Jetzt kam ich spürbar ins Schwitzen, ich fühlte mich beim nächsten Punkt irgendwie persönlich angesprochen.

“Ich brauche es Ihnen sicher nicht näher zu erläutern, aber ich tue es dennoch, für die weniger Technik affinen unter Ihnen: Spacebook ist die zentrale Helden-Datenbank, Breaking News Kanal und beliebtes Kommunikationsmittel der Helden-Dachorganisation zugleich. Nur um das klarzustellen: Ähnlich klingende Formate sind nur primitive Kopien, betreut durch ehemalige Agenten, die der Wirkung des Nebels verfielen und sich gänzlich vergaßen.

Seit einigen Jahren ist kein Sprung auf die Erde durch Erfolg gekrönt worden: Ein junger Agent, den wir bald aus der Heldenakademie entlassen werden, wird hoffentlich wohlbehalten am Zielort seiner Mission ankommen, ohne das Wissen um seiner neu einstudierten Identität zu verlieren.
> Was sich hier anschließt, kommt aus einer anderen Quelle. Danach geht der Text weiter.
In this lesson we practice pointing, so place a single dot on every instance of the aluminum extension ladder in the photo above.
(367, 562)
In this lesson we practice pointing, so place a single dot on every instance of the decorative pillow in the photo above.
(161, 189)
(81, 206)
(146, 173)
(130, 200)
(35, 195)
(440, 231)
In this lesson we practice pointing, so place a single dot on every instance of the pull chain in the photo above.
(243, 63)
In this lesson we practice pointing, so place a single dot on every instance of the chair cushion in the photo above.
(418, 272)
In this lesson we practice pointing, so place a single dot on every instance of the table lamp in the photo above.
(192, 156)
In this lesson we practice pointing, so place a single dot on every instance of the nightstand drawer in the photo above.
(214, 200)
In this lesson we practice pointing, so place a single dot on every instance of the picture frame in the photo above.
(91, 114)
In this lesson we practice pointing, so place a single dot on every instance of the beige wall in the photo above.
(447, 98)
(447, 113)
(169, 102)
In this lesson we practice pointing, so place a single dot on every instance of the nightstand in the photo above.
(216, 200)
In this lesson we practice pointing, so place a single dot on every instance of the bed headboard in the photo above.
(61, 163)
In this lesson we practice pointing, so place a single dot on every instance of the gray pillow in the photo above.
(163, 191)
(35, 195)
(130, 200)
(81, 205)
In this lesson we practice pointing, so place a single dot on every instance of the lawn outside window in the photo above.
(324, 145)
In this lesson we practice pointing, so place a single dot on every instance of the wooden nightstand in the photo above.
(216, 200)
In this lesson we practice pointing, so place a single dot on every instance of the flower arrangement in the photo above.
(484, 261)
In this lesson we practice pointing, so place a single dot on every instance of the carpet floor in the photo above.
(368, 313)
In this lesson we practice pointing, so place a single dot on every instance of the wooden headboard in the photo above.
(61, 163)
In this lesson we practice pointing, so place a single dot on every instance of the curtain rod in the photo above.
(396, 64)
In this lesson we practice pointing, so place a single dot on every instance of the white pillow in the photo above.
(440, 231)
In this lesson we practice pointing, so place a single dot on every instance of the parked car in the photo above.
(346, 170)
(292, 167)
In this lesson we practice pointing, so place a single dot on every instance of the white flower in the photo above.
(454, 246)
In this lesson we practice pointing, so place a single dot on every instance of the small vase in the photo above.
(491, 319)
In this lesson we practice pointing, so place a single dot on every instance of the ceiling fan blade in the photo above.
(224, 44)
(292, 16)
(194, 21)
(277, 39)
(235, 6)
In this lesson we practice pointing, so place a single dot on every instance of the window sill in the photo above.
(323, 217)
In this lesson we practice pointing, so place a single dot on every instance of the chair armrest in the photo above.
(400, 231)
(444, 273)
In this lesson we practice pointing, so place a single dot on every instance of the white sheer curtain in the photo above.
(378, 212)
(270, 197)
Wir wünschen dem jungen Aerik an dieser Stelle viel Glück bei seinem Unterfangen! Dabei werden wir ihn selbstredend, wenn es so weit ist, aktiv mit allen zur Verfügung stehenden Mittel, guten Ratschlägen und vor-Ort-Personal unterstützen. Ich danke Ihnen, für Ihre Aufmerksamkeit. Das war’s auch für diese Woche. Wir hören uns bald wieder. Beste Grüße Ihr, IchBin(s).”

Es war vollbracht. Ich schloss die Augen, mein Rücken entspannte sich wieder. Ich hatte für heute wahrlich Heldenhaftes vollbracht!